Rather, sits on screen.

Suddenly, they’re playing for keeps. Suddenly, they’ve come face-to-face with the evilest character to grace a movie screen in recent memory. Everything he does — whether it’s actually ordering a condescending murder of one of his slaves by the teeth of his own dogs, or whether it’s insultingly describing the African-American race as an entire breed of people who are only capable of creativity by the 1 in the 10,000 (and it’s the way he treats this little omission like he’s being kind that really makes your soul cringe) — is despicable. It’s vile. It’s violent and it’s… well, it’s more terrible than words can describe, isn’t it?

DiCaprio’s Calvin Candie is nothing like Waltz’s Jew Hunter.
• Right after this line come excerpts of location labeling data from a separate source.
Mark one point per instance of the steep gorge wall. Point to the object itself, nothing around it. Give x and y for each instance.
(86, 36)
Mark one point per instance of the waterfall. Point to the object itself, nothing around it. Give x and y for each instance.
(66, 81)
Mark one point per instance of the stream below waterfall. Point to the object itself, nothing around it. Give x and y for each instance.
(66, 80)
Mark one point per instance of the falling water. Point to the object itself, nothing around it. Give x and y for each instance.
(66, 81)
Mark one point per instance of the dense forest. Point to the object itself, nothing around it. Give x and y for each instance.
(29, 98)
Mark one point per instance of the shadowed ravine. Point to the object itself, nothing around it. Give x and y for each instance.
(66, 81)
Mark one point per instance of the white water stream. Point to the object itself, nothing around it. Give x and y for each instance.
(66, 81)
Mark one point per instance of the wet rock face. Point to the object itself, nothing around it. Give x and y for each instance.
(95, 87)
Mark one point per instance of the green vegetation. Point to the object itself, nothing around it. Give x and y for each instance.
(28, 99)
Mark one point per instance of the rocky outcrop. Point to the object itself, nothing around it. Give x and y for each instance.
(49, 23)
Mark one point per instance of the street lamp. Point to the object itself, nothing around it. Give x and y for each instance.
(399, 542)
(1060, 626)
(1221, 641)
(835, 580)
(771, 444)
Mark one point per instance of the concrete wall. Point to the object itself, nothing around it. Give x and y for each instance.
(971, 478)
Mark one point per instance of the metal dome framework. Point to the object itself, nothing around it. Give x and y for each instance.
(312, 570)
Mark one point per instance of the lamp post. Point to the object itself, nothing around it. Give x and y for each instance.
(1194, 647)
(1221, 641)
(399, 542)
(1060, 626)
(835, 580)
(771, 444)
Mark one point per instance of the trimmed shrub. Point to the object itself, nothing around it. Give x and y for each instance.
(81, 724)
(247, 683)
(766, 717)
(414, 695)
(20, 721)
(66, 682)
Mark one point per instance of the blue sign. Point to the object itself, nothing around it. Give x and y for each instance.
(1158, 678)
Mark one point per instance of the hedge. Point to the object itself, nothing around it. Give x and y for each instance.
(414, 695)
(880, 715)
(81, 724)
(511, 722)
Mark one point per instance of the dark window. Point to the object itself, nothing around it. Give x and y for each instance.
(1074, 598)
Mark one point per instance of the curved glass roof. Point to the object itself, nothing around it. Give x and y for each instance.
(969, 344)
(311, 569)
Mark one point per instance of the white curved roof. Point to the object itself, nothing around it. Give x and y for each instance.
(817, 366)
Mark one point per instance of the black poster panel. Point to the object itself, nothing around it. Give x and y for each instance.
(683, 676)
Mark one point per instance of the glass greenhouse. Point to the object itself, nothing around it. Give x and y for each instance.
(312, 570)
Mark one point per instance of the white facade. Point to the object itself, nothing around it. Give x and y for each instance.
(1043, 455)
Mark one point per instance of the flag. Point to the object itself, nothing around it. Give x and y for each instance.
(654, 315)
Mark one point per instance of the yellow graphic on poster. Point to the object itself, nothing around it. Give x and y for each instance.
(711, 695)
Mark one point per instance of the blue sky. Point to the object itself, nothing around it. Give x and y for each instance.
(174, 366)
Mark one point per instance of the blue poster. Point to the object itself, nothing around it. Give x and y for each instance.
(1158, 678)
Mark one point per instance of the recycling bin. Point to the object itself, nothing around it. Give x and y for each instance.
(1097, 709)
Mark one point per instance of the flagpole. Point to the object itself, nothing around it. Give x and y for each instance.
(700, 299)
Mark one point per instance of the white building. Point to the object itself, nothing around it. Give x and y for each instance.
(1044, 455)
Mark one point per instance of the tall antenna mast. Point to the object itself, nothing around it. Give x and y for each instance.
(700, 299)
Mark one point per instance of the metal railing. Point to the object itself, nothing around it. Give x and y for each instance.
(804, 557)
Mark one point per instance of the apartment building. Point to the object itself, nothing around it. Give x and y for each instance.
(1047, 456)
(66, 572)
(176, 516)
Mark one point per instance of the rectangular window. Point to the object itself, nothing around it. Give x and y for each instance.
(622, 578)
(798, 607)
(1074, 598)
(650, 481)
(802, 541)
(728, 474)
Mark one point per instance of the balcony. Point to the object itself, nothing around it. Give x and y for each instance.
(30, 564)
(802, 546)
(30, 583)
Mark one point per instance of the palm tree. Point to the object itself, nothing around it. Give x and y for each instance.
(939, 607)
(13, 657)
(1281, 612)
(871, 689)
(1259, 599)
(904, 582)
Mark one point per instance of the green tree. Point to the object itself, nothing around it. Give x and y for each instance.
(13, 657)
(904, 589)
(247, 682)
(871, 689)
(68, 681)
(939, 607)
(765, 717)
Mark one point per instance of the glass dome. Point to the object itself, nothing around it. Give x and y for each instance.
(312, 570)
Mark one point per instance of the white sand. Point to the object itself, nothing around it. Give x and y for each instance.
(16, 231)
The Austrian’s character in Inglorious Basterds was on the wrong side and murderous in his actions, but there was always a sense of playfulness to him. Maybe even a little compassion and regret. Tarantino has a way of making movies that lead you to compliment Nazis, but in that case Waltz’s man’s sins weren’t personal. They were a flaw in the system. They made him one of many who wore a Swastika without any real allegiance to its symbol.

In Django, DiCaprio is the ring leader. He’s the source. He’s the earwig.

In Django, we’ve gone all the way to the very bottom. We haven’t found the villains like we did in Lincoln — the ones who debated against abolishing slavery in the American House of Representatives.

No. In Django, we’ve found the guys who made it personal.